Más recientemente, en vez de pensarse como una representación metafórica del desastre, la arquitectura lidió con la catástrofe en un sentido literal: la construcción de refugios para exiliados y emigrantes que huían de desastres naturales o de conflictos sociales y políticos, la reconstrucción de ciudades o zonas gravemente dañadas por huracanes, terremotos o tsunamis, la solución de edificios que aseguren resistir ataques terroristas anteriormente inimaginables y, probablemente la labor más compleja aunque menos visible de este grupo, la invención de estructuras e infraestructuras urbanas y regionales capaces de resistir los efectos de las crisis ambientales, demográficas, sociales y ecológicas: falta de agua potable, incapacidad de generar los recursos necesarios para la subsistencia de una ciudad ni de manejar los residuos que la misma genera, guerras, matanzas, etcétera. Un ejemplo es ell trabajo de la organización architecture for humanity y los concursos que ha organizado, en 1999, para vivienda de transición para refugiados que regresaban a su país tras la guerra en Kosovo, entre cuyos finalistas se encontraba el proyecto de casas hechas con tubos de cartón diseñadas por Shigeru Ban, o en el 2007, para una clínica móvil para atender a personas infectadas por el VIH/SIDA en África, entre otros. Uno más sería la serie de concursos para vivienda que se convocaron tras el huracán Katrina en Nueva Orleans o tras el tsunami del 2004 en Indonesia. En ambos casos se buscaba no sólo restituir lo perdido con habitaciones temporales sino buscar una arquitectura resistente a la muy probable repetición de esos meteoros. Sin ser un proyecto arquitectónico en el sentido tradicional, una manera más de lidiar con la relación entre arquitectura y catástrofe es el trabajo de Rafi Segal y Eyal Weizman A Civilian Occupation, que registra la progresiva ocupación de los territorios ocupados con arquitectura civil –es decir, con vivienda– por parte del Estado de Israel.


Habría, quizás, una última forma de la catástrofe en relación con la arquitectura y que se relaciona con el epígrafe de Deleuze que encabeza este texto: “si no pasa por la catástrofe está condenado al cliché.” La frase la pronunció Deleuze en su curso sobre la pintura o el concepto de diagrama (1981). La tela –explica– nunca está vacía. Al contrario. Desde siempre se encuentra ya llena de clichés, es decir, de imágenes ya hechas, preconcebidas, que nos obligan a ver las cosas como debemos verlas y no como podríamos hacerlo. El trabajo del pintor es someter a esas imágenes, a esos clichés –como lo hará el músico con los sonidos, el escritor con las historias y las palabras, el arquitecto con los espacios y las formas– a una crítica, a una crisis que las borra, las desmantela, las suprime: hacerlas pasar por la catástrofe para acercarse así al caos original y originario, al caos que permite reinstaurar el orden, reinventar las formas, resaltar la presencia en vez de la representación.
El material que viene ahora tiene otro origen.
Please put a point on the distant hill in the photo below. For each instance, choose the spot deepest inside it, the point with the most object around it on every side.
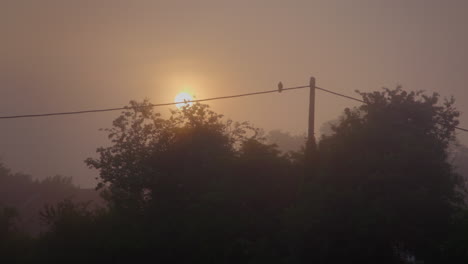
(29, 196)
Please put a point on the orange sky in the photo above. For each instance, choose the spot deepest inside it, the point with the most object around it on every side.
(69, 55)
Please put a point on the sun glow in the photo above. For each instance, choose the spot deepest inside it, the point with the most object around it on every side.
(183, 99)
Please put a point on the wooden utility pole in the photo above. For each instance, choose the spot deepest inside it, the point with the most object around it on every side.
(311, 147)
(311, 132)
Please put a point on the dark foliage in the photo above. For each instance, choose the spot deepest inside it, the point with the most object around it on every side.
(193, 188)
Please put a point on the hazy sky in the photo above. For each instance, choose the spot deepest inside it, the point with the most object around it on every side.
(69, 55)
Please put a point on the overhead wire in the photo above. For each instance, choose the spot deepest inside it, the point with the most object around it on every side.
(193, 101)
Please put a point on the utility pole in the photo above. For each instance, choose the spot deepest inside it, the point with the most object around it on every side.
(311, 136)
(311, 146)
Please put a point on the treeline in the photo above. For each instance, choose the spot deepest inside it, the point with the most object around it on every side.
(194, 188)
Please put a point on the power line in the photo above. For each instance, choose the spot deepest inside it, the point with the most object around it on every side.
(361, 101)
(193, 101)
(151, 105)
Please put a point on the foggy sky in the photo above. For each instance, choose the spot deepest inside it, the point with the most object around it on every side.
(72, 55)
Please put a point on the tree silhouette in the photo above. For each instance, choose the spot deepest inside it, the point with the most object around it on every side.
(385, 188)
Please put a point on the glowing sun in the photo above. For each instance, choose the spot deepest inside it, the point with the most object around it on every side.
(183, 99)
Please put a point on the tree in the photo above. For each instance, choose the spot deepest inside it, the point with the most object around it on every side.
(189, 186)
(384, 187)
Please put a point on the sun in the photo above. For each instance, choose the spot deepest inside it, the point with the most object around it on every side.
(183, 99)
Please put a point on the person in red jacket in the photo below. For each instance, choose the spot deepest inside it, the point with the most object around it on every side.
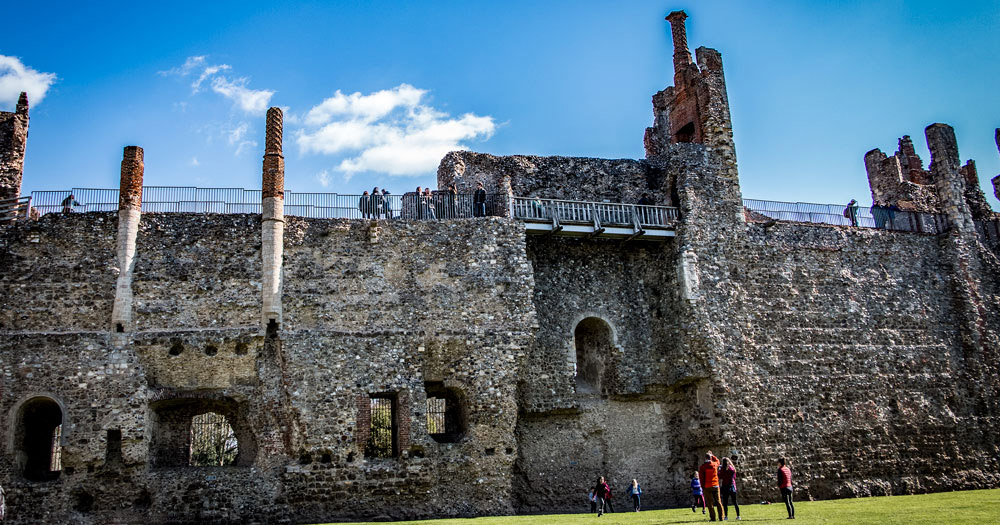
(601, 491)
(709, 474)
(785, 486)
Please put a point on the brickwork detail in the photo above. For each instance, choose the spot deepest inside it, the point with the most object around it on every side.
(13, 140)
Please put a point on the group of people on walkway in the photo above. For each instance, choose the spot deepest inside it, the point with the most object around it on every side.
(713, 487)
(601, 496)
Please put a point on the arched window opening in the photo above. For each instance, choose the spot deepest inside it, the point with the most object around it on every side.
(383, 430)
(40, 433)
(445, 413)
(594, 343)
(213, 442)
(686, 133)
(200, 432)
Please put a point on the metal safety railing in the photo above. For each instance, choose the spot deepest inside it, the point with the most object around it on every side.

Al igual que otras, esta última forma de la catástrofe –la catástrofe del sentido– parece tener la misma forma paradójica de un futuro que no ha de llegar. Pero en este caso, quienes se enfrentarán a ella no la rehuyen sino, al contrario, la buscan, la llaman, esperando así que lo hecho pueda pensarse como el último cuadro, el último texto, la última casa. Con todo, sabemos que, como con las otras formas de la catástrofe, eso no habrá de pasar.